Deconstructing the Google S-1 ipo filing
The Google IPO mania is here and it appears that Dan Gillmor's hopes have come through. This seems as if it is a landmark public offering in terms of the company, the attittude and the way the ipo is done. Notes here as i get through the s-1 sec filing:
- the most untraditionel opening of a prospectus. A very strong message from the founders outlining their vision for the company and how they intend to do it their way
- shares have been split into two classes to let the founders and the management retain control. A highly controversial move these days, but imho worth the respect considering how they manage the company. Also a testiment to the apparent battle the founders have had with the vc's pressing for liquidity
- the WHOLE offering will be a dutch auction model (pioneered by Bill Hambrecht for technology offerings). This means that we won't see any of the absurd ipo procedures we saw in the bubble and that the market truly will set the valuation. Also that the proceeds will get in Google coffers and not some friends of the investment bankers that flip their shares. But also a highly experimental thing to do with such huge demand. But respect full.
- revenue for the 2003: 961,874,000 $ with a income of 342,464,000 $ before taxes. An income margin of around 35%! Taking into account option charges that probably are temporary the income is over 500,000,000 $ - a margin of 50%.
- revenue for q1 2004: 389,638,000 $. Income: 155,232,000$ before taxes. Just extrapolating the numbers with the growth could mean revenues around 2 billion and income of around 800 million $ before taxes for year 2004.
- total assets above 1 billion $. Total assets after the disclosed estimate of 2,7 billion $ in proceeds from the offering just under 4 billion$. This could get way higher if the auction price gets high (depending on how many insiders cash out in the process - imho the only mixed signal in the offering - but probably a condition from the vc's).
- proforma book value per share as of march 31,2004: 2,96$
- 1,907 employees.
- orkut is a subsidiary of Google Inc, Orkut LLC.

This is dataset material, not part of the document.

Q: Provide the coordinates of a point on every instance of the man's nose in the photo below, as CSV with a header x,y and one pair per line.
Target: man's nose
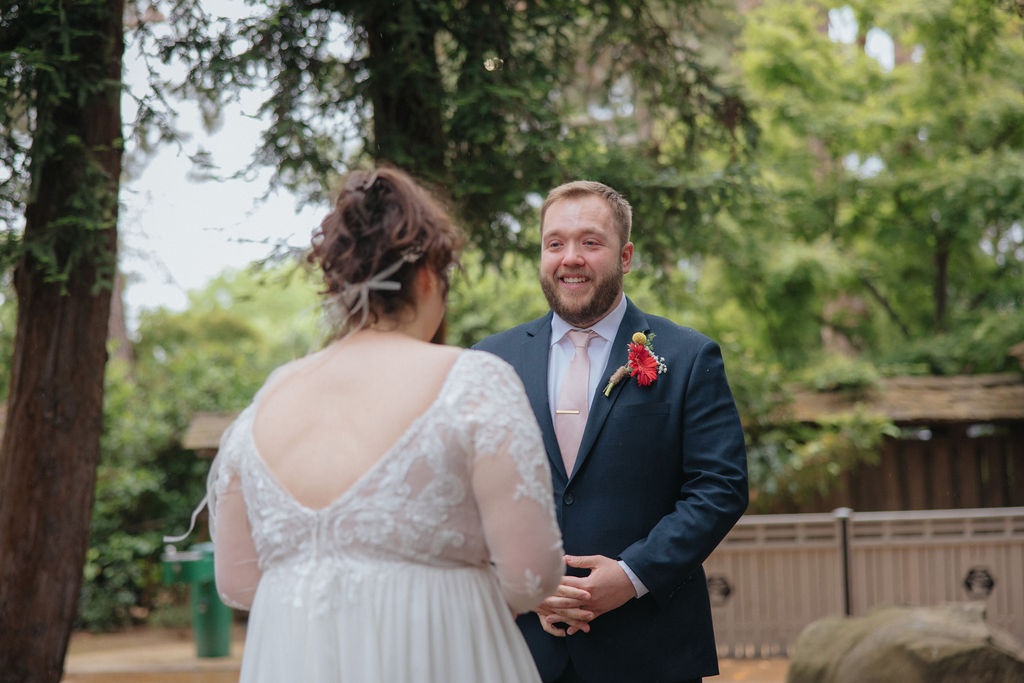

- Establishment of a Google Foundation with approx 1% equity in Google and 1% of income. Interesting move instead of the founders setting foundations up for themselves. Probably inspired by salesforce.com
- "Between February 2001 and February 2003, the registrant issued 446,000 shares of common stock as consideration for four acquisitions. The acquisition of Pyra (Blogger) is one those four.
All in all. This is the real thing. It feels like reading Netscape's prospectus in 1995 - but 9 years later with strong values, a good business model, good incomes, true leadership from the founders, a fair distribution model for the shares, a foundation to distribute some of the wealth,etc.
It feels like we've come somewhere the last 9 years in terms of how business is integrated into society and humanity. Respect, Larry and Sergey! A lot of people had high expectations for how you would do this since you have a great responsibility on your shoulders since you'll be kickstarting a new wave of innovation - and you came through - for all of us.
(Short term the media frenzy might take the stock up and down, it might open too high, etc. - but this is a long term play).